The allegation was made that those trucks did more damage to the roads than the Government recouped in road user charges, and were unsafe for other road users, given their size.
The new Government has scrapped the coastal shipping class, pocketing up to $20m a year from that change, and it has significantly pared back the rail class. Labour set aside between between $590m and $620m in the next three years, the new Government has cut this back to $20m to $560m a year - and has signalled spending in the class could drop to just $20m a year in the out years.
This has some transport watchers concerned. It could force KiwiRail to hike the fees it charges to rail users for track maintenance, making rail less competitive with road. Councils like Auckland and the Greater Wellington Regional Council also pay fees to KiwiRail for track use. These fees may need to be hiked too, to accommodate the shortfall, resulting in higher fares or councils rethinking the number of services they offer.
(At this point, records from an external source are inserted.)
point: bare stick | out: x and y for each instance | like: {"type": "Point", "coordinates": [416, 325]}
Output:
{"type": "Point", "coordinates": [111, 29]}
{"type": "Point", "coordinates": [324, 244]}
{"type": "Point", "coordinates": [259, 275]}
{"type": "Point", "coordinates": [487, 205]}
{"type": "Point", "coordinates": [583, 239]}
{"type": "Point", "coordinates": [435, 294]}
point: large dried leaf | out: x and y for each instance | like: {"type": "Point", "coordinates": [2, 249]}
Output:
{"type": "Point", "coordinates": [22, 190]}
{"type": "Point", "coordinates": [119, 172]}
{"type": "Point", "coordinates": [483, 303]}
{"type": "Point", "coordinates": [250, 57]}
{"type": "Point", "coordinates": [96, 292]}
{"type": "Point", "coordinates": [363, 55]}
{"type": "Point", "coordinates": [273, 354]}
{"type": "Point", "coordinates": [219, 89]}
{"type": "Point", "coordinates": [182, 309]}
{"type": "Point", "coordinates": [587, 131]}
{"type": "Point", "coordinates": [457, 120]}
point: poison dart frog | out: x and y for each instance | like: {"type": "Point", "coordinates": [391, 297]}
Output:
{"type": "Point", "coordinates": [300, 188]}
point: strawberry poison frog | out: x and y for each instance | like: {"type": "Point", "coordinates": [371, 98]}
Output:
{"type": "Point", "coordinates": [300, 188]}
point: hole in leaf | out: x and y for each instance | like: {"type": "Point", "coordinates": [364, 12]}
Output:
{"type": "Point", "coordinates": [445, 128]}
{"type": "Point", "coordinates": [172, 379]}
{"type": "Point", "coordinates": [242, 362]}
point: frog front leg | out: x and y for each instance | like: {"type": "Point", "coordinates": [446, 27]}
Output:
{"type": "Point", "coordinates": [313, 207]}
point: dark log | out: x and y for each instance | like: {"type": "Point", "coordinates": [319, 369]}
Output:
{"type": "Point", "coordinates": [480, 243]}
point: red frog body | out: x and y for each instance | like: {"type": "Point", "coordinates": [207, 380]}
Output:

Funding for public transport has been cut dramatically. Labour planned to spend up to $3.2b on public transport infrastructure over the next three years. This has been slashed by nearly $1b.
The funding pot for council subsidies to public transport services has also been cut, which could mean councils being forced to hike fares. Labour had promised up to $2.8b in subsidies over the next three years. The new Government has cut this to $2.3b.
Brown has heavily intimated this would force councils to hike public transport fares to cover the shortfall. He noted the last Government increased public transport funding by 71 per cent in five years, despite patronage declining by 23 per cent - although he conceded some of this was due to the Covid-19 pandemic.
He said the “private share” of funding for public transport had fallen from 32 per cent to 11 per cent in the same time, meaning public transport users were paying less of a share of the cost of running those services.
If that “private share rises”, it will do so thanks to public transport users paying higher fares.
Double cuts to walking and cycling
Funding for walking and cycling improvements has nearly been halved from up to $1b under Labour to $510m over the three years under this plan.
But the real kicker is that this money has not just been cut, but what is left has been asked to do more.
Brown had been a fierce critic of the Government using money from non-cycling “pots” of money to pay for things like cycleways. Previously, when building a state highway, money from the state highway “pot” could be used to build a cycleway alongside it.
The concern is now that if one were to build a cycleway alongside an expensive state highway project, like the Second Mt Victoria Tunnel, it would eat up the entire annual allowance for cycleways nationally. If this transpires, it would mean NZTA choosing between culling cycleways from many inner-city state highway projects or funding one or two and axing funding for many of the smaller projects it has been co-funding with councils.
In future, the GPS said, “all investment in walking and cycling will come from the Walking and Cycling activity class, including investment in maintaining the existing walking and cycling network”.
Green MP and former Associate Transport Minister Julie Anne Genter attacked this in Question Time on Wednesday. She later told the Herald that “under John Key’s National Government, a number of really excellent urban cycleways and busways were provided as part of the state highways Programme”.
“They benefit State Highway users because they facilitate access without a car. Now it looks like to build walking and cycling in the Mt Victoria Tunnel, for example, that would take the entire budget for walking and cycling for the entire country,” Genter said.
Thomas Coughlan is Deputy Political Editor and covers politics from Parliament. He has worked for the Herald since 2021 and has worked in the press gallery since 2018.